Setiap hari, sebelum azan subuh berkumandang, Abah Eeng (70) sudah menapaki jalan setapak sepanjang hampir setengah jam menuju makam umum. Di sanalah istri yang ia cintai dimakamkan—pergi meninggalkan Abah di usia yang masih muda. Di sisi istrinya, dua anak Abah yang telah lebih dulu wafat juga beristirahat.

Meski tubuhnya renta, Abah tetap membersihkan makam satu per satu. Ia menyapu dedaunan, mencabut rumput liar, dan merapikan nisan agar para peziarah bisa datang dengan nyaman.
Ia bekerja bukan sekadar mencari nafkah—tapi sebagai bentuk ibadah dan cara menjaga orang-orang yang sangat ia rindukan.

Pendapatannya dari merawat makam hampir tidak seberapa—hanya cukup untuk makan sehari-hari. Selebihnya, Abah bergantung pada kebaikan tetangga yang sesekali memberinya makanan.

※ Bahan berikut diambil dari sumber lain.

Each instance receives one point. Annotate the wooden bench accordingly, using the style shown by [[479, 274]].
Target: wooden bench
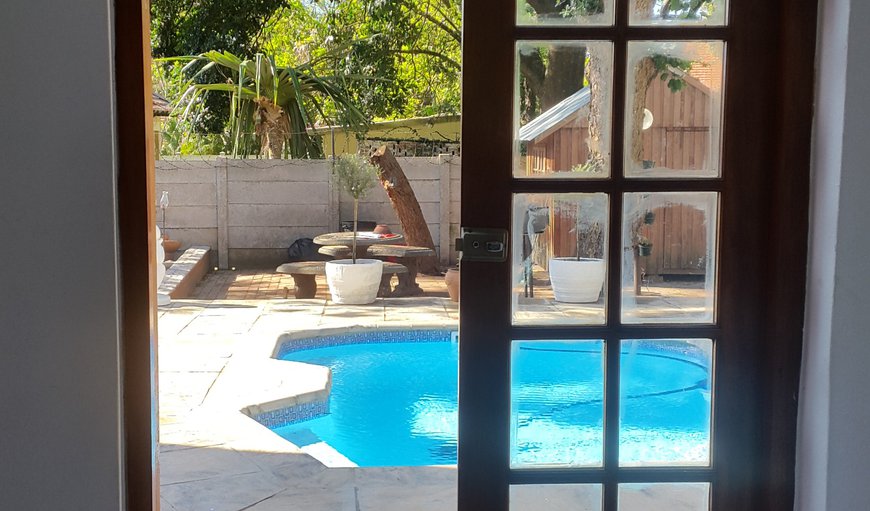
[[304, 276], [407, 256]]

Di usia senjanya, Abah tinggal bersama cucunya di sebuah gubuk kecil yang sudah tidak layak huni. Atapnya bocor, dindingnya rapuh, dan malam-malam mereka kerap ditemani udara dingin tanpa perlindungan yang layak.
Namun tak pernah sekalipun Abah mengeluh.
Ia hanya berkata, “Yang penting saya bisa tetap bersihin makam. Itu ibadah saya.”
Kini, Abah Eeng membutuhkan uluran tangan kita.
Bukan hanya untuk meringankan beban hidupnya, tetapi agar ia dan cucunya bisa tinggal dengan layak, makan dengan cukup, dan menjalani hari tua tanpa harus menanggung kesulitan sendirian.